In Schutzanzug und Überschuhen ging es dann weiter in den Schweinemastbetrieb von Peter Kraft. „Kühe sind sehr robuste Tiere, Schweine ähneln von der Empfindlichkeit für Infektionen eher Kleinkindern“, erklärte dieser die notwendige Maßnahme. 2000 errichtete Kraft den außerhalb des Orts gelegenen Stall, 2007 erweiterte er diesen nochmals um die gleiche Größe. „Jeder Stall war zu seiner Zeit das Aktuellste.“ Im älteren Teil sind jeweils 30 Schweine in Kleingruppen zusammen, im neuen werden die Tiere in Großgruppen gehalten. Nach den gesetzlichen Bestimmungen könnte er in der Anlage insgesamt 1500 Tiere halten. Da er sich der Initiative für Tierwohl angeschlossen habe, halte er aber nur 1350 Tiere. Für die Region sei die Anlage damit „eher groß“. „Die Tiere haben hier mehr Platz und Licht und bekommen zudem Beschäftigungsmöglichkeit wie zum Beispiel Stroh. Und auch der Verlust an Tieren reduziert sich dadurch“, erklärte er dem Bischof. Gerne würde Kraft beispielsweise einen Außenbereich für die Schweine schaffen. „Es gibt aber weit und breit keinen Vermarkter, mit dessen Hilfe diese Investition sich finanzieren ließe. Es wird auf dem Markt nur Bio, Tierwohl oder gesetzlicher Standard nachgefragt. Dazwischen nix.“ Er selbst liefere seine Tiere nach Crailsheim, weil es in Unterfranken selbst keine Weiterverarbeitung in großem Stil mehr gebe.

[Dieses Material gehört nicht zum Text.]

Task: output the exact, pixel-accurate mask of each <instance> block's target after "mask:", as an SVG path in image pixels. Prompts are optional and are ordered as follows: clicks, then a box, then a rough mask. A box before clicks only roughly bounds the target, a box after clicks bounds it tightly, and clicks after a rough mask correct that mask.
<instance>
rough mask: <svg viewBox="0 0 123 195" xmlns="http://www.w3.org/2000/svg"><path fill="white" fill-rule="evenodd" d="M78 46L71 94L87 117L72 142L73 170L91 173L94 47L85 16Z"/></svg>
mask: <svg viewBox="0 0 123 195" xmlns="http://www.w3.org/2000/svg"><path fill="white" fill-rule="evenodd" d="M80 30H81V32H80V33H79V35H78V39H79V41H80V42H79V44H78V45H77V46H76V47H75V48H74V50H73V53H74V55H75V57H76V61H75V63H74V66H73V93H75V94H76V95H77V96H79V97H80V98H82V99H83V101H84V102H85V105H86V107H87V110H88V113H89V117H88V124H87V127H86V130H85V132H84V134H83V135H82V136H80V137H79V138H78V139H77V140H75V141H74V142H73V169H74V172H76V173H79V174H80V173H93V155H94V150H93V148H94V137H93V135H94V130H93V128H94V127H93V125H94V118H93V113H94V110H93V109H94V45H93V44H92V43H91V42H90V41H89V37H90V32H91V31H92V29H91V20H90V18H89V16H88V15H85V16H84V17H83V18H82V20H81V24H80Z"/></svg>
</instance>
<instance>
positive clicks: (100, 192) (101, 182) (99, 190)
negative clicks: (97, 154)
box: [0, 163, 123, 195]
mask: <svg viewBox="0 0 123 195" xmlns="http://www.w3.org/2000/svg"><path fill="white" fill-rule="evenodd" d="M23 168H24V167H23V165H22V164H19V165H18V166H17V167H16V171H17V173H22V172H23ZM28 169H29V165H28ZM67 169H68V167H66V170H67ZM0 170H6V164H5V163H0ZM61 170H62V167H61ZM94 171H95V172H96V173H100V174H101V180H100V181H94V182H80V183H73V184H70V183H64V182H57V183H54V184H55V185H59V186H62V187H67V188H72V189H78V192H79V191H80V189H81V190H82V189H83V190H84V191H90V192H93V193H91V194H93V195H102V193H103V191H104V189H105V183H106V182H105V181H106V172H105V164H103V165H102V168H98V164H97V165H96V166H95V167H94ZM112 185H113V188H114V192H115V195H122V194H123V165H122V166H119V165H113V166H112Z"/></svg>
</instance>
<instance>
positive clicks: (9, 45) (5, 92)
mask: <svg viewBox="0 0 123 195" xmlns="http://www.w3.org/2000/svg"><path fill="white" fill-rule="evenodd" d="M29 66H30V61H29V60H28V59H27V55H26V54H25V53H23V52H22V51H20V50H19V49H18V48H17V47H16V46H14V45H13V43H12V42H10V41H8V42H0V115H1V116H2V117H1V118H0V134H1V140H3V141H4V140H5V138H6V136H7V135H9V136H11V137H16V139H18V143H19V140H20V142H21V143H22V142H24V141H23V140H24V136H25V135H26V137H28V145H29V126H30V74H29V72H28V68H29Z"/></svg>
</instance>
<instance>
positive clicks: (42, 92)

Die Ferkel der Rasse Danzucht Duroc mit einem Gewicht zwischen 25 und 30 Kilogramm bezieht Kraft aus Dänemark. „Wichtig ist, die Tiere immer aus dem gleichen Betrieb zu bekommen, damit es keine Probleme mit eingeschleppten Infekten gibt.“ In viereinhalb Monaten werden diese dann auf das Schlachtgewicht von etwa 120 Kilogramm gemästet. Erfreulich sei für die Schweinemäster die derzeit hohe Nachfrage aus China. Früher habe das fernöstliche Land selbst 53 Prozent der Weltproduktion an Schweinefleisch erzeugt. Wegen der afrikanischen Schweinepest sei dieser Wert jetzt auf 28 Prozent gesunken – bei konstant hoher Nachfrage. „Das stabilisiert uns nach mehreren schlechten Jahren derzeit ganz massiv die Preise.“ Beim Gang durch die Ställe erfuhr Bischof Jung dann unter anderem, dass die Schweine sehr reinliche Tiere sind. „Sie haben einen festen Bereich zum Koten, einen zum Fressen, einen zum Liegen und einen für Aktivität.“ Im Übrigen seien die Schweine entgegen ihres Rufs auch sehr intelligente Tiere. „Meinen Vater und mich erkennen sie an der Stimme und sind dann völlig entspannt. Sobald sie aber unbekannte Stimmen vernehmen, werden sie neugierig.“ Von Seiten des Tierwohllabels gebe es dreimal im Jahr Kontrollen – auch unangekündigt. „Das ist für mich natürlich ein zusätzlicher Leistungsansporn.“
Auch im Schweinestall gab es für Bischof Jung ein Beispiel des Einflusses der modernen Technik zu entdecken: Gebannt ließ er sich im Büro von Landwirt Kraft zeigen, wie anhand optischer Vermessung jedes einzelnen Tieres in der Futterbucht vom Computer bis auf 100 Gramm genau dessen Schlachtgewicht und das zu erwartende Gewicht von wichtigen Fleischstücken wie Schinken oder Lachs errechnet wird.